It is the final day of the 2019 World Series of Poker and Anuj Agarwal has taken down one of the last WSOP gold bracelets of the summer by beating 271 other players in Event #86 $10,000 No-Limit Hold'em 6-Handed Championship. Agarwal took home $630,747 for his biggest ever career cash. He more than doubled his total amount of recorded live cashes by beating Australia's Kahle Burns heads up. Burns had to settle for $389,832 on his first WSOP final table on American soil.
Fueled by a deep run in the Main Event, where he ended up in 123rd place cashing for $59,295, Agarwal said: "It feels great to do well back-to-back in $10k events. I had a little bit of a sour taste in my mouth from the Main. I made a small mistake, but overall I felt like I played really well for the six days, and I wanted to continue as I could feel objectively I was making good decisions."
Rewarded with his maiden bracelet win Agarwal cited his relationship with his father, who he immediately called after he won the tournament, as one of the foundations of his poker support.
"My Dad has been my biggest supporter despite not knowing anything about the game. He followed my ups and downs in the Main and they have never made me feel like poker was an unsure thing to do. It feels great to show [my parents] this after the support I had."
Start-of-day chip leader Gal Yifrach is a personal friend of Agarwal. Both of them managed to collect loads of chips but Agarwal didn't let any of his feelings about his friend change his decision.
"We were both chip leaders so I made standard decisions. When I had the chance to knock him out with tens against Queens I took it. Of course, we are rooting for each other as friends but if you try to incorporate that dynamic into your game, it's going to mess with your mind and regret it, we both know it's a gamble, and I bluffed him twice, so I'm glad we didn't let it affect us. As a professional when you are at the table you have to focus on yourself."

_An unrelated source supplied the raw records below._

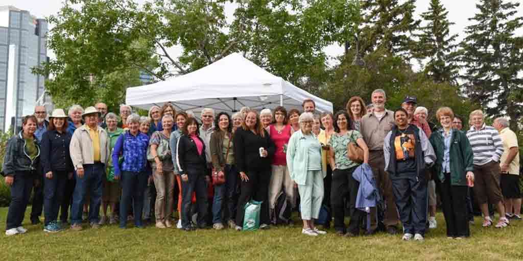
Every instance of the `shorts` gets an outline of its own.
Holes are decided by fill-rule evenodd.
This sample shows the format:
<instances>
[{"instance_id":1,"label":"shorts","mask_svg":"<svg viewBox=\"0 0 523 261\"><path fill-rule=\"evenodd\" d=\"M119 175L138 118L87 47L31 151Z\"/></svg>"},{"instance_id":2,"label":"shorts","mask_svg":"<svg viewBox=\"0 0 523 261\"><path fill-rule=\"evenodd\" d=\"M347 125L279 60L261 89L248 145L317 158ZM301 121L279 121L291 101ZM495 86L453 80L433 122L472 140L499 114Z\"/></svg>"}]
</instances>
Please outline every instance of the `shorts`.
<instances>
[{"instance_id":1,"label":"shorts","mask_svg":"<svg viewBox=\"0 0 523 261\"><path fill-rule=\"evenodd\" d=\"M436 206L438 202L436 198L436 182L434 180L428 181L427 188L428 191L428 205Z\"/></svg>"},{"instance_id":2,"label":"shorts","mask_svg":"<svg viewBox=\"0 0 523 261\"><path fill-rule=\"evenodd\" d=\"M505 198L520 198L519 175L501 174L501 192Z\"/></svg>"},{"instance_id":3,"label":"shorts","mask_svg":"<svg viewBox=\"0 0 523 261\"><path fill-rule=\"evenodd\" d=\"M104 189L101 193L101 201L105 203L116 203L120 201L121 189L120 183L111 182L107 179L103 179Z\"/></svg>"},{"instance_id":4,"label":"shorts","mask_svg":"<svg viewBox=\"0 0 523 261\"><path fill-rule=\"evenodd\" d=\"M499 163L491 161L484 165L474 165L474 190L479 205L497 204L503 199L499 186L501 169Z\"/></svg>"}]
</instances>

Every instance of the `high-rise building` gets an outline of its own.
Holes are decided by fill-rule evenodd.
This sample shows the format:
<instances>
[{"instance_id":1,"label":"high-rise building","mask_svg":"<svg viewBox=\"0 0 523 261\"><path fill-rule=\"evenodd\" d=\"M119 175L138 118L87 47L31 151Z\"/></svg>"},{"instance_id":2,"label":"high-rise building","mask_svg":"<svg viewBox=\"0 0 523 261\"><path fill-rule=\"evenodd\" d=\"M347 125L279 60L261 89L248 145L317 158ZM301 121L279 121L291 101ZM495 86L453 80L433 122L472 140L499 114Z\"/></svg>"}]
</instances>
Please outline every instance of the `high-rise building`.
<instances>
[{"instance_id":1,"label":"high-rise building","mask_svg":"<svg viewBox=\"0 0 523 261\"><path fill-rule=\"evenodd\" d=\"M21 125L24 115L43 104L46 78L31 68L47 62L47 21L28 11L0 6L0 129Z\"/></svg>"}]
</instances>

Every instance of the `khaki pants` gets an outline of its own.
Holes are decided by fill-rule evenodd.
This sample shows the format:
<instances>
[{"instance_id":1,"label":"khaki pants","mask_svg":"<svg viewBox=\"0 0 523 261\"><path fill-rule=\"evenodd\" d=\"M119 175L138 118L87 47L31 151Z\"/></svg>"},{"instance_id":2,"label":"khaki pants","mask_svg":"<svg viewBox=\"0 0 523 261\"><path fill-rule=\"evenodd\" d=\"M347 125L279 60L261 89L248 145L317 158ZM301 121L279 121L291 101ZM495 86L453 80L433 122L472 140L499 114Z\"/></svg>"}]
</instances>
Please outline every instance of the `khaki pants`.
<instances>
[{"instance_id":1,"label":"khaki pants","mask_svg":"<svg viewBox=\"0 0 523 261\"><path fill-rule=\"evenodd\" d=\"M173 214L174 193L174 172L158 173L155 168L153 171L153 180L156 188L156 200L154 205L154 216L156 221L170 219Z\"/></svg>"},{"instance_id":2,"label":"khaki pants","mask_svg":"<svg viewBox=\"0 0 523 261\"><path fill-rule=\"evenodd\" d=\"M294 182L291 180L287 166L271 165L271 173L269 182L269 208L274 209L276 204L276 197L285 188L285 195L291 205L296 206L296 192Z\"/></svg>"},{"instance_id":3,"label":"khaki pants","mask_svg":"<svg viewBox=\"0 0 523 261\"><path fill-rule=\"evenodd\" d=\"M389 173L385 171L385 158L382 150L373 150L369 156L369 164L372 169L372 173L379 186L380 194L385 202L383 224L386 227L396 226L399 222L397 210L396 208L395 198L392 191L392 183L389 177ZM376 221L376 208L371 208L371 229L378 227Z\"/></svg>"}]
</instances>

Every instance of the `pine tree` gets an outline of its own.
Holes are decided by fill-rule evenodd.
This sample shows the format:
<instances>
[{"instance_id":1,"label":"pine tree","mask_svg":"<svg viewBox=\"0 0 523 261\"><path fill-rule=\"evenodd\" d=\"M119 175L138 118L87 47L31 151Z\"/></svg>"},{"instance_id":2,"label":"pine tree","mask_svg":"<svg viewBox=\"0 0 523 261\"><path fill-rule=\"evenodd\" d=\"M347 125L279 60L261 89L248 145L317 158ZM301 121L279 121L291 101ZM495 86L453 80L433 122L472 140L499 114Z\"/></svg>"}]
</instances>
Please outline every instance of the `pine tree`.
<instances>
[{"instance_id":1,"label":"pine tree","mask_svg":"<svg viewBox=\"0 0 523 261\"><path fill-rule=\"evenodd\" d=\"M410 57L412 33L420 20L414 19L415 0L400 4L399 0L368 0L361 2L362 27L359 35L362 53L383 49L396 55Z\"/></svg>"},{"instance_id":2,"label":"pine tree","mask_svg":"<svg viewBox=\"0 0 523 261\"><path fill-rule=\"evenodd\" d=\"M450 34L449 27L454 23L449 21L448 13L440 0L431 0L428 11L421 15L427 24L416 35L418 42L413 52L415 57L428 60L425 74L435 81L457 84L459 66L456 58L457 44L454 42L458 34Z\"/></svg>"},{"instance_id":3,"label":"pine tree","mask_svg":"<svg viewBox=\"0 0 523 261\"><path fill-rule=\"evenodd\" d=\"M523 26L515 17L519 3L503 0L481 0L479 13L469 20L462 43L461 59L467 69L467 94L481 103L487 114L507 115L511 128L523 113L523 37L514 35Z\"/></svg>"}]
</instances>

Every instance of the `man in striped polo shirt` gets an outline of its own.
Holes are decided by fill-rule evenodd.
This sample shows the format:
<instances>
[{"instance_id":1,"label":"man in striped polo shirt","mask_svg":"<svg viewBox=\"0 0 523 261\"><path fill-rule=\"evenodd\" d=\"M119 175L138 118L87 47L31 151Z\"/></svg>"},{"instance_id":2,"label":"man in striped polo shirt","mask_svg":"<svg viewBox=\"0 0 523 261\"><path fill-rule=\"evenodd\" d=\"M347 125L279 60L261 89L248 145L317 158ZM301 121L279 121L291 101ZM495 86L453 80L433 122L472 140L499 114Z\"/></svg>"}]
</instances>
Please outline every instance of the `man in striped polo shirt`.
<instances>
[{"instance_id":1,"label":"man in striped polo shirt","mask_svg":"<svg viewBox=\"0 0 523 261\"><path fill-rule=\"evenodd\" d=\"M470 113L470 129L467 132L474 153L474 193L484 219L483 227L492 225L487 202L497 208L499 220L496 227L508 225L505 216L503 196L499 186L499 159L503 153L503 143L499 133L493 127L483 122L483 113L477 110Z\"/></svg>"}]
</instances>

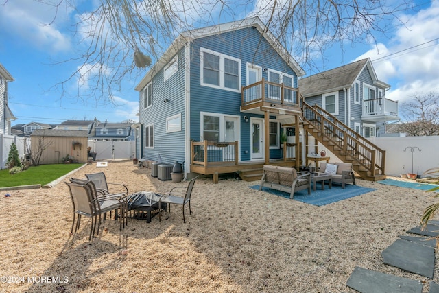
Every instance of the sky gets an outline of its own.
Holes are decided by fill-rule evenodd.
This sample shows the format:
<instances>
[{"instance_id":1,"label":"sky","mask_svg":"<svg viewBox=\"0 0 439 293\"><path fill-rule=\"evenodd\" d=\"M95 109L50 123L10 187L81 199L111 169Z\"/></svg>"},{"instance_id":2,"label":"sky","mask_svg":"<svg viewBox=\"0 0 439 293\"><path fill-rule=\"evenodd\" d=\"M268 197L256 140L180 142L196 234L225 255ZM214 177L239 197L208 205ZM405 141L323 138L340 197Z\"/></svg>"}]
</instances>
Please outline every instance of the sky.
<instances>
[{"instance_id":1,"label":"sky","mask_svg":"<svg viewBox=\"0 0 439 293\"><path fill-rule=\"evenodd\" d=\"M113 123L139 121L139 93L134 87L147 69L139 69L137 76L127 77L121 82L121 91L113 93L114 102L104 105L97 104L93 98L78 99L75 76L64 91L55 86L78 68L75 61L62 61L73 58L74 49L81 45L74 20L79 13L91 11L96 1L77 0L81 12L60 6L54 19L54 6L41 1L0 0L0 63L14 79L8 85L9 106L18 118L12 126L95 117ZM256 0L237 15L251 15L252 7L263 5L265 1ZM415 2L418 4L415 11L399 14L404 25L387 23L394 30L387 36L378 35L376 43L366 40L355 45L334 45L326 52L320 70L370 58L379 80L391 85L388 98L401 103L416 93L439 92L439 1ZM307 71L305 76L316 73Z\"/></svg>"}]
</instances>

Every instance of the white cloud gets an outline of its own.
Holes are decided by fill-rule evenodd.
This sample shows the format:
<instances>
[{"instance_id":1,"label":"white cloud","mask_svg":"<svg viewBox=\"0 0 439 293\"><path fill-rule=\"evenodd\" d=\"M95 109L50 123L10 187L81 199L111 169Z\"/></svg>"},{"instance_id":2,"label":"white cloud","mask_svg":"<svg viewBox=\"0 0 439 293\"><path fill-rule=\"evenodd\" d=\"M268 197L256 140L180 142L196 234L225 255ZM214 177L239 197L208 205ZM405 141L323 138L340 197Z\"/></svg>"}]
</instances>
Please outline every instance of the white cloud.
<instances>
[{"instance_id":1,"label":"white cloud","mask_svg":"<svg viewBox=\"0 0 439 293\"><path fill-rule=\"evenodd\" d=\"M40 1L7 1L0 9L0 26L8 27L9 34L32 47L53 51L67 50L70 39L59 30L59 25L65 21L62 17L64 13L68 14L71 10L62 4L57 14L54 5Z\"/></svg>"},{"instance_id":2,"label":"white cloud","mask_svg":"<svg viewBox=\"0 0 439 293\"><path fill-rule=\"evenodd\" d=\"M438 90L439 42L418 45L439 38L439 3L432 1L429 8L401 19L405 25L397 27L387 45L378 44L356 60L370 57L378 78L392 85L387 97L403 102L416 92Z\"/></svg>"},{"instance_id":3,"label":"white cloud","mask_svg":"<svg viewBox=\"0 0 439 293\"><path fill-rule=\"evenodd\" d=\"M119 119L117 120L124 121L131 119L139 121L139 116L136 114L139 113L139 100L128 101L120 97L113 96L113 103L117 106L115 111L115 115Z\"/></svg>"}]
</instances>

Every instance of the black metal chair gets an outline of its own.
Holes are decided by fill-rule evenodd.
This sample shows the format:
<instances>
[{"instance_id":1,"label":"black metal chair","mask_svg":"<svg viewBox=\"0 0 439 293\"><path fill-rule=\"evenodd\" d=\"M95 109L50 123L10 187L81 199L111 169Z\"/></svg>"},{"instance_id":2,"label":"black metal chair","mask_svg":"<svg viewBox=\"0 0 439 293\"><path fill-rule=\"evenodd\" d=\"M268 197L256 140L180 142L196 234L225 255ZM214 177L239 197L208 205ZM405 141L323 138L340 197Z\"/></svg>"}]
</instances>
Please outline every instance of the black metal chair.
<instances>
[{"instance_id":1,"label":"black metal chair","mask_svg":"<svg viewBox=\"0 0 439 293\"><path fill-rule=\"evenodd\" d=\"M186 222L185 218L185 206L189 204L189 215L192 214L191 211L191 196L192 195L192 190L193 189L193 185L195 180L198 176L195 177L193 179L189 181L187 187L186 186L177 186L174 187L171 191L167 194L161 194L160 200L158 201L158 207L161 207L162 203L169 204L169 213L171 212L171 204L182 205L183 210L183 222ZM186 189L186 192L176 192L176 189ZM161 221L161 212L158 214L158 220Z\"/></svg>"}]
</instances>

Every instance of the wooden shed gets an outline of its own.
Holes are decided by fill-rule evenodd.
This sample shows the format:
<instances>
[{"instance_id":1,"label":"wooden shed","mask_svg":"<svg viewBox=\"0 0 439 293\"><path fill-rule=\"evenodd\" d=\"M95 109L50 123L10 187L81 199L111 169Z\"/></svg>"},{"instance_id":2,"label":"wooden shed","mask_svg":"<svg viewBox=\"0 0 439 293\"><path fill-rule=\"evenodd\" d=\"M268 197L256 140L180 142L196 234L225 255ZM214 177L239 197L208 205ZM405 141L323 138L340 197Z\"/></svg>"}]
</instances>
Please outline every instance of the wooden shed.
<instances>
[{"instance_id":1,"label":"wooden shed","mask_svg":"<svg viewBox=\"0 0 439 293\"><path fill-rule=\"evenodd\" d=\"M43 150L40 164L63 163L69 155L75 162L87 162L87 132L37 129L31 134L31 151L37 154Z\"/></svg>"}]
</instances>

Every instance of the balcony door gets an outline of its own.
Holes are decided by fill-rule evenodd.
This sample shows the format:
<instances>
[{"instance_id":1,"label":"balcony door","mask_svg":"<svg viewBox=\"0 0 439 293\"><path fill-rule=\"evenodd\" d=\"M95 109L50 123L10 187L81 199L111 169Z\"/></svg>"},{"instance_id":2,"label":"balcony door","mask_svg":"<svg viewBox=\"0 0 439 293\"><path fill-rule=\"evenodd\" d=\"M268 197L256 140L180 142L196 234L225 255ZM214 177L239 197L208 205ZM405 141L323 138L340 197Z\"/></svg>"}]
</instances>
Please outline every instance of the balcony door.
<instances>
[{"instance_id":1,"label":"balcony door","mask_svg":"<svg viewBox=\"0 0 439 293\"><path fill-rule=\"evenodd\" d=\"M252 160L261 160L263 154L263 119L251 118Z\"/></svg>"},{"instance_id":2,"label":"balcony door","mask_svg":"<svg viewBox=\"0 0 439 293\"><path fill-rule=\"evenodd\" d=\"M262 80L262 68L252 64L247 63L247 85L255 84ZM248 89L246 92L247 102L261 99L262 88L261 85Z\"/></svg>"}]
</instances>

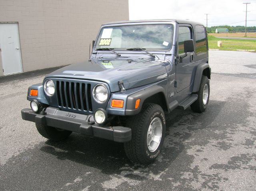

Yifrach ended up third place, cashing for $257,533 with the rest of the final table paying as follows:
|1||Anuj Agarwal||United States||$630,747|
|3||Gal Yifrach||United States||$257,533|
|6||Ben Heath||United Kingdom||$85,915|
Final Table Action
Out of 272 players that entered, only six were left on the fourth day in the last championship event of the 2019 World Series of Poker. Yifrach started the day as the chip leader with the majority of the chips but the competition was tough, as expected in a championship event.
It only took eight hands for the first elimination to take place at the final table. Ben Heath, who won a bracelet earlier this summer in the special $50,000 High Roller for a little under 1.5 million dollars, departed in sixth place after coming in as the short stack. Heath ran queen-jack suited into the pocket kings of eventual champion Agarwal, taking home $85,915 for his efforts.
Leonard Maue was the left as the shortest stack, but everything changed when he secured a double up about two hours into the day. Maue doubled through start-of-day chip leader Yifrach, opening the door for Agarwal to take over the chip lead.
Burns eliminated Dong Chen in fifth only a couple of hands later, moving him up on the leaderboard in the process. Chen led out on the king-six-three board with two diamonds when he put his last 22 big blinds in the middle with ace-four of diamonds. Burns took his time before calling with pocket sevens. Chen missed his flush and overcard, departing in fifth with an extra $120,828 in his pockets.
Four-handed play saw jockeying for position, with Germany's Maue unable to get anything going. Maue three-bet all in with ace-seven suited for thirty big blinds, running into the pocket queens of Agarwal, who sent him packing in fourth. The German did win $174,252 as a consolation prize.
Agarwal held on to a commanding chip lead with neither Yifrach or Burns able to threaten his position as table captain. Yifrach had blinded down to a little over 11 big blinds when he got his chips in good with ace-queen against the ace-jack of Burns. However, Yifrach wasn't able to fade jacks on the flop and turn and he missed out on the heads-up. The start-of-day chip leader took home $257,533 for his third-place finish.
The heads-up match lasted 29 hands with Burns unable to get overcome Agarwal's chip lead, despite managing an early double up. The end came when Burns crashed king-eight into Agarwal, who held ace-king. The flop brought an ace and Burns had to settle for second and $389,832 for his debut WSOP final table on American soil, while Agarwal took home the bracelet and the first-place prize of $630,747.
That wraps up the PokerNews coverage of the 6-Handed Championship at the World Series of Poker.